12 Volt DC Bladder Pumps
The Geotech Bladder Pump uses bonded polyethylene tubing, a compressor, stainless steel pump housing, and a bladder to pump a sample. Water enters the pump through the inlet check valve at the bottom of the pump and fills the bladder. The compressor sends compressed air into the space between the bladder and the stainless steel housing of the pump. The inlet check valve closes and the outlet check valve at the top opens. The compressed air squeezes the bladder and forces the water out of the pump. The compressed air does not come into contact with the water sample. The pump comes in two different sizes - 0.85" and 1.66". The Geotech Bladder Pump is useful for pumping 1" wells at depths of up to 180 feet. The compressor allows you to control the flow rate and fill rate of the pump (good for low flow sampling applications). The pump is powered by a 12 volt battery pack which allows for easy use in remote locations.
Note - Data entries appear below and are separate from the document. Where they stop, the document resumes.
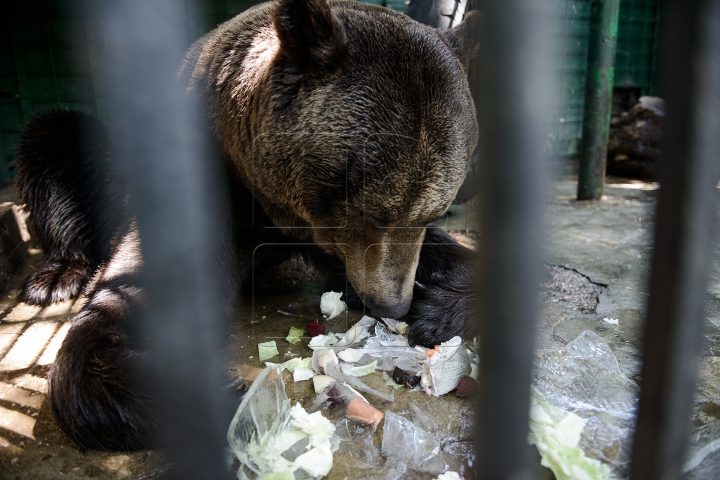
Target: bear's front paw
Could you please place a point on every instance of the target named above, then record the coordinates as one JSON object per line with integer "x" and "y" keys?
{"x": 439, "y": 313}
{"x": 55, "y": 281}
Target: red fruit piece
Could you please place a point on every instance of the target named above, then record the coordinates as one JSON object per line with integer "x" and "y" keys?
{"x": 314, "y": 329}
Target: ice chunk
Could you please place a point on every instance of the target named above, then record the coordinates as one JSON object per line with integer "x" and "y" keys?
{"x": 331, "y": 306}
{"x": 449, "y": 476}
{"x": 297, "y": 362}
{"x": 359, "y": 371}
{"x": 403, "y": 440}
{"x": 556, "y": 433}
{"x": 267, "y": 350}
{"x": 265, "y": 429}
{"x": 294, "y": 335}
{"x": 443, "y": 370}
{"x": 321, "y": 358}
{"x": 356, "y": 334}
{"x": 322, "y": 381}
{"x": 322, "y": 341}
{"x": 301, "y": 374}
{"x": 333, "y": 370}
{"x": 350, "y": 355}
{"x": 396, "y": 326}
{"x": 585, "y": 376}
{"x": 387, "y": 345}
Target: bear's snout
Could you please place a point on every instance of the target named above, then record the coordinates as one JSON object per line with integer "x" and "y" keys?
{"x": 388, "y": 308}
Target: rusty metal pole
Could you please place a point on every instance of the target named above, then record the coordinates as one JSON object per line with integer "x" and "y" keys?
{"x": 598, "y": 98}
{"x": 516, "y": 91}
{"x": 687, "y": 219}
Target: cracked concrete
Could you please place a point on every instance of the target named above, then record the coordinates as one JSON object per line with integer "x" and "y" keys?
{"x": 597, "y": 256}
120 Volt AC Submersible Pumps
We offer generator rentals for sites without power or vehicle access. The Grundfos Redi-Flo 2 and Grundfos Redi-Flo 4 are submersible pumps with high flow capability. These pumps use a variable frequency drive controller that allows for very fine tuned flow speed variation and consistency (good for low flow sampling). An electromagnet turns the rotor inside the pump which connects to a series of impellers in order to produce flow. The Redi-Flo 2 can fit into wells 2" and larger, and the Redi-Flo 4 fits into wells 4" or larger. The Redi-Flo 2 requires the use of a cooling shroud in wells larger than 2". The main drawback to these pumps is due to the high rotation speed of the rotor and pump components, silt and sediment can cause damage to the pump if not properly cleaned during sampling in these conditions. However, the amount of flow that these pumps can produce is well worth the effort! The Redi-Flo 2 rental units EEI offers come in lengths between 0-300ft, and the Redi-Flo 4 0-100ft.
120 Volt AC Intertial Pump - Well Development
For well development, we recommend the Waterra Hydrolift 2 Inertial Pump. It uses high density polyethylene tubing and a foot valve that is continuously lifted and dropped to pump water. This pump is great for well development because it can handle silts and sediment without damaging pump components. It can also be used in 1" wells. Flow rate can be adjusted by varying the speed that the tubing holder arm oscillates.
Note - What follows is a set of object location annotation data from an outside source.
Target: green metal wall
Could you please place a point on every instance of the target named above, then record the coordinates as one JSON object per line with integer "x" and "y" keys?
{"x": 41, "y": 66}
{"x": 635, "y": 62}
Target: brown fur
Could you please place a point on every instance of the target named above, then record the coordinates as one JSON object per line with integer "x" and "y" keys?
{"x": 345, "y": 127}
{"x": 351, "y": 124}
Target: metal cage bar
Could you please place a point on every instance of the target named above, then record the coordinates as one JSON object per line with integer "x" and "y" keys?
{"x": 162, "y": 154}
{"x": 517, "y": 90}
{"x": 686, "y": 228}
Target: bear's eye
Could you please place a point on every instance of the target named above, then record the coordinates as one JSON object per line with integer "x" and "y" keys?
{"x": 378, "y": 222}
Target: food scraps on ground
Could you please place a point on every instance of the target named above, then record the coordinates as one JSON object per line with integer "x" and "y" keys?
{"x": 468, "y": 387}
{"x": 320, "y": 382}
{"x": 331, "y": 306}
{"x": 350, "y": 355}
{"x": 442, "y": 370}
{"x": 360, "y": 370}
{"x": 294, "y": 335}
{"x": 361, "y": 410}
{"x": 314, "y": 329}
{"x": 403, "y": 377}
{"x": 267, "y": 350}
Stormwater & Wastewater Samplers
ISCO Composite/Sequential Samplers use a peristaltic pump to collect samples. The sampler can be programmed to take samples based off of time intervals or specific volumes. It can be programmed to account for tubing length and hydraulic head to make sure that the volume pumped is correct. The samples are collected in sample bottles located inside the samplers housing. ISCO Samplers can be set up for composite sampling or sequential sampling. A composite sample is taken when all of the individual samples go into the same sample bottle, creating one average sample over the entire sample period. Sequential samples are taken when each sampling event goes into a separate bottle (up to 24 bottles).